= Bethuel M. Webster =

American lawyer

Bethuel Matthew Webster, Jr. (June 13, 1900 – March 31, 1989) was a lawyer in New York City, a president of the New York City Bar Association, an adviser to Mayor John Lindsay, and founder of Webster & Sheffield.

==Early life and education==

Webster was born in Denver, Colorado, on June 13, 1900. He attended the University of Colorado and Harvard Law School.

==Early career==

After graduating from Harvard, Webster served as assistant US Attorney for the Southern District of New York from 1926 to 1927, and as special assistant to the US Attorney General in the antitrust division of the Department of Justice from 1927 to 1929.

From 1929 to 1929, Webster was general counsel for the Federal Radio Commission, predecessor to the Federal Communications Commission, where he played an important role in upholding the licensing power of the federal government for radio airwaves, decisions later upheld for television airwaves as well. He quit the year he joined due to his belief that major corporations had undue power in Federal Radio Commission.

In 1934, Webster founded the now-defunct law firm of Webster, Sheffield, Fleischmann, Hitchcock & Chrystie (later, Webster & Sheffield) with Frederick Sheffield and Manly Fleischmann, which dissolved in 1991. With Webster & Sheffield, Webster represented a number of high-profile clients including Goldman Sachs, Consolidated Edison, the Ford Foundation, the New York City Public Library, and Carnegie Hall.

==Later career==

After World War II, Webster served as special assistant to the High Commissioner of Germany, specializing in the decartelization of the German steel and coal industries and the enforcement of antitrust regulations.
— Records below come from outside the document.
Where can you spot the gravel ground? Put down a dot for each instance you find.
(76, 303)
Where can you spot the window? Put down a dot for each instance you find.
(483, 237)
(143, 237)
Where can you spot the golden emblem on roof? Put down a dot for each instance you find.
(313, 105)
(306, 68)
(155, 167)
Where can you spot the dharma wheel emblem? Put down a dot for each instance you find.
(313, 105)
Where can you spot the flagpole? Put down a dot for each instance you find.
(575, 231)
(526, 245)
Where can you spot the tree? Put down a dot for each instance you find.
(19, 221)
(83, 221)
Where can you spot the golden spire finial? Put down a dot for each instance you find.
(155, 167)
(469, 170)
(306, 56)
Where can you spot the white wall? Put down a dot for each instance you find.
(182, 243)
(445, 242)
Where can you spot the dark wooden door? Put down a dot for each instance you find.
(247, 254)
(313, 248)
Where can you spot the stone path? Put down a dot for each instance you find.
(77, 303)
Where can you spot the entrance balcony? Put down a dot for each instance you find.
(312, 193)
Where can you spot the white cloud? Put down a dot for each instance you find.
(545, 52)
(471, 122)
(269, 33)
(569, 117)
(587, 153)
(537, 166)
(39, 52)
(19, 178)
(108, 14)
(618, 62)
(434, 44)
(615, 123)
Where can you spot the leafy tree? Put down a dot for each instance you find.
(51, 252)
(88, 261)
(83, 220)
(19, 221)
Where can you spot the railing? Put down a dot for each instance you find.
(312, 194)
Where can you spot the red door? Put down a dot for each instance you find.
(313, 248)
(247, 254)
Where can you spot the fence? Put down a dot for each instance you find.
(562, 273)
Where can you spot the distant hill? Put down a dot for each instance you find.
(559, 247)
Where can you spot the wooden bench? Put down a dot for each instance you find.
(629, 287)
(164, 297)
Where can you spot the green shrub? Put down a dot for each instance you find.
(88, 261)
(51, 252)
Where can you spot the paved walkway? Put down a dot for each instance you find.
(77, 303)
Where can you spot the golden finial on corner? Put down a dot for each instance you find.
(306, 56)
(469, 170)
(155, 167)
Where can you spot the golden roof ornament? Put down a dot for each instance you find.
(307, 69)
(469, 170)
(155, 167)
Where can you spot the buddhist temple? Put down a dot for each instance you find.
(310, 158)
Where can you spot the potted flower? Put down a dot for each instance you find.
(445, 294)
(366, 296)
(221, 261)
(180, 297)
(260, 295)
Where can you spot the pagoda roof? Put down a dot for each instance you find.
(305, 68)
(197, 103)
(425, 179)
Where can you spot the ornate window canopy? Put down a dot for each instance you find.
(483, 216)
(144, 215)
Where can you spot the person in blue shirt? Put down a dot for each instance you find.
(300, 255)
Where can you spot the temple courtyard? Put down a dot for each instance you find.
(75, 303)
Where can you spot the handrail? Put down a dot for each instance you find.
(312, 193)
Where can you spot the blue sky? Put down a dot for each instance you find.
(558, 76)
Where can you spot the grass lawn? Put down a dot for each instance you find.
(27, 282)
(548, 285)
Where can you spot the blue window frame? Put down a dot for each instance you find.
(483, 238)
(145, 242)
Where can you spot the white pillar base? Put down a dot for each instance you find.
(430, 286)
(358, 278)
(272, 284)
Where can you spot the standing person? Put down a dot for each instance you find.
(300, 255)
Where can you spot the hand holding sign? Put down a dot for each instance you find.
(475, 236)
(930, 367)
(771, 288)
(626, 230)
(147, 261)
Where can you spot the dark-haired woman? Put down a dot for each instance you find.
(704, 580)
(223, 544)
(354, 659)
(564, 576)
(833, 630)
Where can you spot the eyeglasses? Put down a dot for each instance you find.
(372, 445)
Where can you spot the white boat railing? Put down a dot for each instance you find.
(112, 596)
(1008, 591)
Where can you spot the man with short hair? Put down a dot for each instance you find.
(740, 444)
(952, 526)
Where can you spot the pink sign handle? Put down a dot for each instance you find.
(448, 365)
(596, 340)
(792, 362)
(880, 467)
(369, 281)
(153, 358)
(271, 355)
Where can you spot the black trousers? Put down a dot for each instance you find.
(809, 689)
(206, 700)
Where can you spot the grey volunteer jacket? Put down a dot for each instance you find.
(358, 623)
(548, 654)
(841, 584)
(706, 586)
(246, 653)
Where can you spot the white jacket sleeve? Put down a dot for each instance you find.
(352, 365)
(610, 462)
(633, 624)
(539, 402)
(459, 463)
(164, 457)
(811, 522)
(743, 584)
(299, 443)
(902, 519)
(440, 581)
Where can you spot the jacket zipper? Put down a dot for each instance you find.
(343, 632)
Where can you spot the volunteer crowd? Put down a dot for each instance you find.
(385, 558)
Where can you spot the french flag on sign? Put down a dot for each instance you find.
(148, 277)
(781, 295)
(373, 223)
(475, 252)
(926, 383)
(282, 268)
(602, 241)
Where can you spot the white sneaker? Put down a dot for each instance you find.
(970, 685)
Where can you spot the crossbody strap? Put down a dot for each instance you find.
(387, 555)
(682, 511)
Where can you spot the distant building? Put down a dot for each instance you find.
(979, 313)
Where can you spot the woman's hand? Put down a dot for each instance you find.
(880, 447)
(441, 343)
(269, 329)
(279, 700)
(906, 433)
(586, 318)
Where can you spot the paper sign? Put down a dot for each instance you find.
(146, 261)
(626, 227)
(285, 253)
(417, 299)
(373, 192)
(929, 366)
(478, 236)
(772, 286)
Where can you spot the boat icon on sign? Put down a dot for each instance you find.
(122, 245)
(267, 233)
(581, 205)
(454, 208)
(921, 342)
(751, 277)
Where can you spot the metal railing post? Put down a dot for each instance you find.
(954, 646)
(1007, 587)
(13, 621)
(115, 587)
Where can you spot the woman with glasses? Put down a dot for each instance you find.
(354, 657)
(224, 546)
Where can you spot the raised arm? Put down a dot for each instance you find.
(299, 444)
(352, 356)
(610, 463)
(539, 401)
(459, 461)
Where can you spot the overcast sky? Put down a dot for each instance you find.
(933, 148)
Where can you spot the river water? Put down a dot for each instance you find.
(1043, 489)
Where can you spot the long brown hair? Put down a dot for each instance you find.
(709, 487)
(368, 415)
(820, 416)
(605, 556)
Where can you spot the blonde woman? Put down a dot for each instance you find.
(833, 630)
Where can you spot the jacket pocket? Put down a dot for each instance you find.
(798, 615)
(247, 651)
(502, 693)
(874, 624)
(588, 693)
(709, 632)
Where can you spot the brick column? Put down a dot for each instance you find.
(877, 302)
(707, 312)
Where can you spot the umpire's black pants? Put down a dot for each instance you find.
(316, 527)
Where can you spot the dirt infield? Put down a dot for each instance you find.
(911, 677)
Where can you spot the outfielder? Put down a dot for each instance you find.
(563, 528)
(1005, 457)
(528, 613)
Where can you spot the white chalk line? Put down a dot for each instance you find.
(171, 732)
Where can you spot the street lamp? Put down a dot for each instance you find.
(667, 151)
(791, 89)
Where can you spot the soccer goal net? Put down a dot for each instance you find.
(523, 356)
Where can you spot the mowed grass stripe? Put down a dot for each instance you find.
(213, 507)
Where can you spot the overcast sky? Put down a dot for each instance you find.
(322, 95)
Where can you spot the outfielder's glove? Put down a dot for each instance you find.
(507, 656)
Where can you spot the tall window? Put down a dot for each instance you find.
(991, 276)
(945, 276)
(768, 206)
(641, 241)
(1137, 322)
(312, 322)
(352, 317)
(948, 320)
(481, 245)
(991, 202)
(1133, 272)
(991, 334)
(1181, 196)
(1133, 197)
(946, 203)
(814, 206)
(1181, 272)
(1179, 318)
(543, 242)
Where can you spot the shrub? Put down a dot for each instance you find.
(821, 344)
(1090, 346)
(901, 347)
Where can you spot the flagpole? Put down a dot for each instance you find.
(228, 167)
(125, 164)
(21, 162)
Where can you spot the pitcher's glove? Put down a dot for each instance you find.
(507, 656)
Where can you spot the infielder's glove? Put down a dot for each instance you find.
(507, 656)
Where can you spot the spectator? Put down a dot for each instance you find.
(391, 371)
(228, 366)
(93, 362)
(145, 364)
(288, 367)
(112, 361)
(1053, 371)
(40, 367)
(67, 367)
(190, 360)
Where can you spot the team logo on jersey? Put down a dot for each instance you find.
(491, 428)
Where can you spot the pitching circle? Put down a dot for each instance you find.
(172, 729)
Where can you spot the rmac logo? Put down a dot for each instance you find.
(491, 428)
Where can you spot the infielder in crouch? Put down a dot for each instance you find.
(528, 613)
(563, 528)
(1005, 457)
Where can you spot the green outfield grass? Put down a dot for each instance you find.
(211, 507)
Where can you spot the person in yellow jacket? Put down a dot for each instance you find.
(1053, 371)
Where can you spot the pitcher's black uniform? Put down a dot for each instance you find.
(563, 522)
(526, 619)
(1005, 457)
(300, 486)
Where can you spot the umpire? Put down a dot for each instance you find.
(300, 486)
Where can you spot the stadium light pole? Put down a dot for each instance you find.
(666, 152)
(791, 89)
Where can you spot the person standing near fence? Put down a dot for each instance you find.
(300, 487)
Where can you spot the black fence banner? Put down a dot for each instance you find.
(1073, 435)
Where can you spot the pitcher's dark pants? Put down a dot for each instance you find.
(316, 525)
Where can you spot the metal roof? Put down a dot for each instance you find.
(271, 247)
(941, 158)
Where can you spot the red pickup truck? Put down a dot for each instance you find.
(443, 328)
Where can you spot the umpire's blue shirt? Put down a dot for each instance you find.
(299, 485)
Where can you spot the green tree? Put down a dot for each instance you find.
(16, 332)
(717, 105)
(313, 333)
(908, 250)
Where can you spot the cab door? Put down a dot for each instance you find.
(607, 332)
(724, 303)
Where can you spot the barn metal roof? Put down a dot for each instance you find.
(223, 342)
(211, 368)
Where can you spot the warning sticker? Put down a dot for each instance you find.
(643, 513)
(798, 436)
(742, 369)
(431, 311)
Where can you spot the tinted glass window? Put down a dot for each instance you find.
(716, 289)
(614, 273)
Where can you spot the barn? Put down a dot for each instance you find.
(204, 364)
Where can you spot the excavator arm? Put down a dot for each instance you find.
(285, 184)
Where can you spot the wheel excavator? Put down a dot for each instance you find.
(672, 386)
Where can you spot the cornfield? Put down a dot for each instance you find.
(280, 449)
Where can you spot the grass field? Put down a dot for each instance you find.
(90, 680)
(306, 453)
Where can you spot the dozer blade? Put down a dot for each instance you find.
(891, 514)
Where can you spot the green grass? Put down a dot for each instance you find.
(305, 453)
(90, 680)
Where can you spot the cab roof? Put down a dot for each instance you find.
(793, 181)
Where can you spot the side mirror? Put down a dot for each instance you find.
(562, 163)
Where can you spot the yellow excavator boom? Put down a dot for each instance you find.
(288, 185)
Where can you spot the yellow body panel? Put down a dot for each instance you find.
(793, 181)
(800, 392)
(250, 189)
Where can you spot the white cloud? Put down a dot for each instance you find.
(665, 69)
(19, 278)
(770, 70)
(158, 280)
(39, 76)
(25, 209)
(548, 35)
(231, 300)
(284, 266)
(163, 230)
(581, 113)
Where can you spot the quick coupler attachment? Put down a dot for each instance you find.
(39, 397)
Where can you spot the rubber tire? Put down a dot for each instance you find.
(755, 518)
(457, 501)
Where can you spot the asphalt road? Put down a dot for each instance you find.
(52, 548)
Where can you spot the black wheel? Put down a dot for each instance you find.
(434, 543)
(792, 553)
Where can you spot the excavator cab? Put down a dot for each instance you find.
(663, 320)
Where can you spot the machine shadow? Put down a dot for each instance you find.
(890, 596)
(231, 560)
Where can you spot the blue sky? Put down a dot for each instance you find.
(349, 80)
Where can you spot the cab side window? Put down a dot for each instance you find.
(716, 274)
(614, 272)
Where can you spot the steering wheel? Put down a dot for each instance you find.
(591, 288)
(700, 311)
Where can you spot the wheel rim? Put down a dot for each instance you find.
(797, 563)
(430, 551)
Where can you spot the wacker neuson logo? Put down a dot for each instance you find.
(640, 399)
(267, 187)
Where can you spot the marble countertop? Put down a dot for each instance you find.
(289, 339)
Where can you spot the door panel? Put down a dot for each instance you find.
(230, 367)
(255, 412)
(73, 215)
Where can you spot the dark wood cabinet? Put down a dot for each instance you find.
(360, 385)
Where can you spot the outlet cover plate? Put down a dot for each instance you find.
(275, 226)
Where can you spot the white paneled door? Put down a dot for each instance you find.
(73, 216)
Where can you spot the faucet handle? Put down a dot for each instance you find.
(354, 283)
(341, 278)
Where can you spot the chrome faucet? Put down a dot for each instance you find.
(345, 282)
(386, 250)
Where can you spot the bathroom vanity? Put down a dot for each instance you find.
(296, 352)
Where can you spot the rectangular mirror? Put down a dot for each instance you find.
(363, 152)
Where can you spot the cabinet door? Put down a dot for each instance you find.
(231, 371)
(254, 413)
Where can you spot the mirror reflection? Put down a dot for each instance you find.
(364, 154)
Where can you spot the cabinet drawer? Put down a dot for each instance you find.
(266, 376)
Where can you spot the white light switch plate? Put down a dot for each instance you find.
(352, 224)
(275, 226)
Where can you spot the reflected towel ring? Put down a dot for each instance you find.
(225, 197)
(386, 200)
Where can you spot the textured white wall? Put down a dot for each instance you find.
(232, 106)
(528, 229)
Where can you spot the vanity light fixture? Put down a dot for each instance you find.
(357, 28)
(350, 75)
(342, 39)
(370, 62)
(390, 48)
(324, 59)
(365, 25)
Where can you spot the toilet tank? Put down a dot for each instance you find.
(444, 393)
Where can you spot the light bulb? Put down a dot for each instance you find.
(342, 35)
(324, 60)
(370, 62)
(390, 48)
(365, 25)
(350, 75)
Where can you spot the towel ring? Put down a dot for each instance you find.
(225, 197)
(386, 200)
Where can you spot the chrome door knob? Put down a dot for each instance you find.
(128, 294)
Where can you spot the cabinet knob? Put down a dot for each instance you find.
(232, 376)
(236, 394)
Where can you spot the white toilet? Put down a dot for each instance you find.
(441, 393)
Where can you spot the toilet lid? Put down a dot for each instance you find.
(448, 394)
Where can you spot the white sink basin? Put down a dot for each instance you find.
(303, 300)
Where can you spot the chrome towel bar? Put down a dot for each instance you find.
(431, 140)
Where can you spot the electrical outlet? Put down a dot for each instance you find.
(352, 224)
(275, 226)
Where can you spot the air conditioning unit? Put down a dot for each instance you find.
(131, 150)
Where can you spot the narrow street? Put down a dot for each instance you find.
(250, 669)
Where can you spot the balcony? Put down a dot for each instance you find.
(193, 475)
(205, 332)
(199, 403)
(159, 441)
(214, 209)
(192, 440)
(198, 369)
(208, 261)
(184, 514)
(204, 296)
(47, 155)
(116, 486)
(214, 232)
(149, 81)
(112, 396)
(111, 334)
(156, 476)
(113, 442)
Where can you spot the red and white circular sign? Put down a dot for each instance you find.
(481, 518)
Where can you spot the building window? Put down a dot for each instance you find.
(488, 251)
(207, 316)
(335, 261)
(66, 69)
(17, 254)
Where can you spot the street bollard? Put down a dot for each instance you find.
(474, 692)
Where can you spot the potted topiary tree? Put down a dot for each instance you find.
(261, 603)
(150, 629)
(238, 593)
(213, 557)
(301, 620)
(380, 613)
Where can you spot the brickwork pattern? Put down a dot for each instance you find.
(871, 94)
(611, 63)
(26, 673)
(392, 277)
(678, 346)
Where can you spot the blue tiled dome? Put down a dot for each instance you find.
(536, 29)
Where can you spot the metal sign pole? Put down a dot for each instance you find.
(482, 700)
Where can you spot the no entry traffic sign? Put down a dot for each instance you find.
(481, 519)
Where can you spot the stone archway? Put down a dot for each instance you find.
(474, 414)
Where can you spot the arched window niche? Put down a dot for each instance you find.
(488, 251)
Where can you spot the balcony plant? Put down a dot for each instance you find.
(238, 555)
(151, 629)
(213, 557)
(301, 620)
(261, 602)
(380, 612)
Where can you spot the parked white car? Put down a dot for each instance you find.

Webster was counsel to the Fund for the Republic, a "think tank" established in 1952 for the defense of civil rights and civil liberties during the McCarthy period. As counsel, he represented the Fund in hearings before the notorious Un-American Activities Committee of the House of Representatives (HUAC). During this period he also defended William Remington, an economist and alleged Communist accused of espionage.

From 1959 to 1965, he served as a member of the Permanent Court of Arbitration in The Hague, and from 1965 to 1968 he mediated the international territorial dispute between Great Britain and Guatemala over British Honduras, now Belize.

Webster served chairman of the Drug Abuse Council created in 1972 by Ford and three other foundations to conduct an independent study of public drug policies and programs.

==New York City politics==

Webster was a member of Mayor Robert F. Wagner's Committee for the Preservation of Structures of Historic and Esthetic Importance, and presided over Mayor John Lindsay's transitional team in 1965.

Under Lindsay, who was also a partner at Webster & Sheffield, Webster served as head of the New York City Cultural Council and was a key adviser in the administration. In The New York Times obituary of Webster, Lindsay recalled:

"He was always my guiding light, beginning with the law. Both as a Congressman and as Mayor, I turned to him in tough ones, on relations with people and arts programs. He was a constant adviser on arts programs, of particular concern because of the creation of Lincoln Center."

He was a member of the city's Art Commission and a trustee of the Ford Foundation. He was president of the Harvard Law School Association, and the Public Education Association, and, from 1952 to 1954, president of the New York City Bar Association.

He died on March 31, 1989, in Manhattan.